再次开庭,苏晴作为证人站在证人席上。她穿着简单的白衬衫和黑色长裤,头发扎成马尾,看起来干净利落。但许知行注意到,她的手在微微发抖。
“证人。”审判长开口,“请陈述你与被告的关系。”
苏晴深吸一口气。
“张明远教授是我的导师。去年九月,他以毕业答辩为由把我叫到办公室。”她的声音有些颤抖,但很坚定,“他让我……让我满足他的要求。他说如果我不照做,就让我无法毕业。”
旁听席一阵骚动。
“我当时害怕极了。”苏晴继续说,“他是教授,我是学生,我根本不敢反抗。
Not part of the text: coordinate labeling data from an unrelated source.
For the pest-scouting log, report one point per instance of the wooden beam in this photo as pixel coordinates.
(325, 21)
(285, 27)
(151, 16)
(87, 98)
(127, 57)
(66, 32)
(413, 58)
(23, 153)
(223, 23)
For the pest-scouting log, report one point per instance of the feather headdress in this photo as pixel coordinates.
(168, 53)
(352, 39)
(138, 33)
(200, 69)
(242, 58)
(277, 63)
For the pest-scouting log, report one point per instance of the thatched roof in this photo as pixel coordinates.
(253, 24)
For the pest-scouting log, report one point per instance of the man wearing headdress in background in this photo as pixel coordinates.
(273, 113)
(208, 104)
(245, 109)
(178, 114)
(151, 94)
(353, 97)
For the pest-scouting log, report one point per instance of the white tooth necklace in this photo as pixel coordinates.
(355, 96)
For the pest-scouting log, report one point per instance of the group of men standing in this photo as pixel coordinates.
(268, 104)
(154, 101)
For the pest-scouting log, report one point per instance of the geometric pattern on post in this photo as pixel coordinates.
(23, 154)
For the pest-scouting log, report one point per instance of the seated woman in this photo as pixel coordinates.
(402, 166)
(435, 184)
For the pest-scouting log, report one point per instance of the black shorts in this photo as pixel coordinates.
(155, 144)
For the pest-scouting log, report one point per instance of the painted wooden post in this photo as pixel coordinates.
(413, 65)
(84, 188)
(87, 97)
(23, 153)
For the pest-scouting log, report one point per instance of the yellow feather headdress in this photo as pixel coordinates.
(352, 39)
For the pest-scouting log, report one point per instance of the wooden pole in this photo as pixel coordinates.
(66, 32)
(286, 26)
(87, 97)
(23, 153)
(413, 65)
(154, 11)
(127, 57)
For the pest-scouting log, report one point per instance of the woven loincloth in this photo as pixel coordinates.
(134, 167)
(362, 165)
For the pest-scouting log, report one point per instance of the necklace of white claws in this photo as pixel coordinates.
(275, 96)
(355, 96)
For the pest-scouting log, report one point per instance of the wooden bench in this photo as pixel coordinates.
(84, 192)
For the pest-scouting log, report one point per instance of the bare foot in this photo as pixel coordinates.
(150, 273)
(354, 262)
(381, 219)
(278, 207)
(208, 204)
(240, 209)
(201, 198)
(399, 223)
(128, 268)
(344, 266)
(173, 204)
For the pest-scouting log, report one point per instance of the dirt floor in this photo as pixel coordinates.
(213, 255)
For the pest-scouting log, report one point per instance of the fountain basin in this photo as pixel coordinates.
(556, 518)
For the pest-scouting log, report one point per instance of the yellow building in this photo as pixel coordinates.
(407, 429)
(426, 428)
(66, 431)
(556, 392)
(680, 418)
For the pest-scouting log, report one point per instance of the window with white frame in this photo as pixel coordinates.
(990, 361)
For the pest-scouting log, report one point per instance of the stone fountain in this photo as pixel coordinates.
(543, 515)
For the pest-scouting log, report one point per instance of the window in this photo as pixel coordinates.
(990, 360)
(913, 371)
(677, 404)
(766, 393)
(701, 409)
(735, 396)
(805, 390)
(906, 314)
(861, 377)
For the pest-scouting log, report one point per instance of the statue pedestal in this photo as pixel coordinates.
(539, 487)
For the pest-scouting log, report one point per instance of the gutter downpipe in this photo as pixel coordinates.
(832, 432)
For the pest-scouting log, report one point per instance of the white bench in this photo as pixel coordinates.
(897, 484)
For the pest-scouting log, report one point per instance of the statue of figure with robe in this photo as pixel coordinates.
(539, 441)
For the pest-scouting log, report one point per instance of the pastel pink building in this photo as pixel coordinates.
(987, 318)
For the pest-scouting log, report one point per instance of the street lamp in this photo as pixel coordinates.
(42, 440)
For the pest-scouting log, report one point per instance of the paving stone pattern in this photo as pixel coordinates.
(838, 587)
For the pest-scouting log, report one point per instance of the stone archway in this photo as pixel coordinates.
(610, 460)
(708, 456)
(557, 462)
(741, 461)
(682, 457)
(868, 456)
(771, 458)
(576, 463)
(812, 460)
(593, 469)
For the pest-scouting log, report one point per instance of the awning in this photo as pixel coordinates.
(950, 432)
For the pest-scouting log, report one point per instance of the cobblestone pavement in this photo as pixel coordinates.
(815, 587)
那天之后,我患上了严重的抑郁症,差点自杀。”
她抬起头,直视张明远。
“我今天站在这里,不是为了毁掉自己,是为了毁掉他。”
张明远的脸色变得铁青。被告律师站起来:“审判长,证人的陈述带有强烈的主观色彩……”
“反对无效。”审判长敲了一下法槌,“证人继续。”
苏晴还有很多要说,但许知行已经不需要了。他站起身,从文件袋里拿出一个笔记本。
“审判长,”他高举笔记本,“这份是被告的私人笔记本,上面详细记录了他多年来控制所有受害者的手段。每一页都有日期、姓名、威胁内容,还有……交易金额。”
全场哗然。
张明远猛地站起来:“你这是非法取证!”
“被告。”审判长冷声说,“坐下。”
张明远站着没动,直到法警走过来,他才慢慢坐下。但他的眼神里已经没有了之前的从容。
许知行翻开笔记本,一页页展示给法庭。
“这里记录了十七名受害者的信息。”他一边翻一边说,“每一条都详细记录了威胁手段、时间、地点,还有封口费的金额。张明远教授不仅在利用职权性侵女学生,还在利用她们掌握某些……秘密。”
他抬起头,看向张明远。
“比如,某些家长送给他的贿赂,某些学生掌握的证据,还有一些……不方便公开的东西。”
张明远终于低下了头。
审判长宣布休庭。走出法庭时,许知行感觉到一道目光。回头,是张明远的妻子。她站在走廊尽头,面无表情地看着他。
那眼神让他心里一紧。
他知道,这还不是结束。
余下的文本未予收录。